É preciso cuidar, porém, para não deixar os IHGs engessados, como se estivessem parados no tempo, alerta Consuelo Pondé de Sena, presidente do IGHB. “Na Bahia fazemos tudo o que os outros institutos fazem, mas sempre tentamos ir além, oferecendo cursos e palestras sobre as mais diversas áreas da cultura”, diz. Ela cita um encontro para discutir a história e a destinação do Palácio Episcopal de Salvador e um minicurso sobre Dorival Caymmi para celebrar seu centenário, em 30 de abril.
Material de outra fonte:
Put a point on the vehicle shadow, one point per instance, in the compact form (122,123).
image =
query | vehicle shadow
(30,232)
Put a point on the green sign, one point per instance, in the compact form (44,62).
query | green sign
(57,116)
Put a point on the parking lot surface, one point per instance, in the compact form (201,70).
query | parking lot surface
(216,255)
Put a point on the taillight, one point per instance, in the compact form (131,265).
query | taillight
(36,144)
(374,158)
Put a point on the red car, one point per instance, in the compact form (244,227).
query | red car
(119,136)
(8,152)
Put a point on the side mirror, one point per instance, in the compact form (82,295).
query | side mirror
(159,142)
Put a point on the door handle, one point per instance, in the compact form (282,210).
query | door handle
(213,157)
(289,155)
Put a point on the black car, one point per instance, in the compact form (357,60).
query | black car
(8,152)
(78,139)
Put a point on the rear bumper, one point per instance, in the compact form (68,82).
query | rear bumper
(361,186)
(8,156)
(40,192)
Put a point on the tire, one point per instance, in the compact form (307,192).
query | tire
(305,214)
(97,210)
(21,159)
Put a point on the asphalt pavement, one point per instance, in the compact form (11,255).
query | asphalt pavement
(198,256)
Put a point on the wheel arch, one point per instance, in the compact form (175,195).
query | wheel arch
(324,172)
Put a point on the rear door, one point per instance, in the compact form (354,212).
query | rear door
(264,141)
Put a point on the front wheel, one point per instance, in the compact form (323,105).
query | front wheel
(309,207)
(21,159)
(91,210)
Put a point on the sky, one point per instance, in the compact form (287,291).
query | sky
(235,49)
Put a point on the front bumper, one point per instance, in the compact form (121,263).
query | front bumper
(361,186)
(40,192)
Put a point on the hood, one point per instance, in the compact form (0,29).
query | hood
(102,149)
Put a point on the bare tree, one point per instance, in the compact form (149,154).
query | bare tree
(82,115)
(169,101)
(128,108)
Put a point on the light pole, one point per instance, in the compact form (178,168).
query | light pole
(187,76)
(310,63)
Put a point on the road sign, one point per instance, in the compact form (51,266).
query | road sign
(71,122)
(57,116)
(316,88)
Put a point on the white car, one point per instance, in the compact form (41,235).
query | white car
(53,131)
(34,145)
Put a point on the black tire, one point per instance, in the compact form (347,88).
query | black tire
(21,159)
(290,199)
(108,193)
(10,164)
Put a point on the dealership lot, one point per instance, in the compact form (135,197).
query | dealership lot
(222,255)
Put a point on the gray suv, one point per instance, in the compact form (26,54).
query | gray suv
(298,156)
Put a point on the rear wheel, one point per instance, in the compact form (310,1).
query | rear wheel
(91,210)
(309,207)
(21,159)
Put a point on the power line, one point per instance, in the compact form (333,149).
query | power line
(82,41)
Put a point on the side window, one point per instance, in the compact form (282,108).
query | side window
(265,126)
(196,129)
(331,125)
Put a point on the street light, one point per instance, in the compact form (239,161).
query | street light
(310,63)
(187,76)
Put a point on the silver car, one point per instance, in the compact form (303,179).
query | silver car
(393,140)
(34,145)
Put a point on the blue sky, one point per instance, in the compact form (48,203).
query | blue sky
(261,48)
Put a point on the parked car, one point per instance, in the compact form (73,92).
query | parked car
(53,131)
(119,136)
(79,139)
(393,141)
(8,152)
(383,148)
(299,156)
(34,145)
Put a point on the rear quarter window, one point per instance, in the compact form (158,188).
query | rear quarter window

O IGHB – conhecido como “a Casa da Bahia” – é responsável pelas comemorações da data da independência na Bahia, o 2 de julho de 1823. Mesmo com a festejada independência do Brasil em 7 de setembro de 1822, havia ainda partes do país ocupadas por forças lusitanas. A vitória dos baianos sobre os portugueses quase um ano depois ajudou a selar o processo a favor do Brasil.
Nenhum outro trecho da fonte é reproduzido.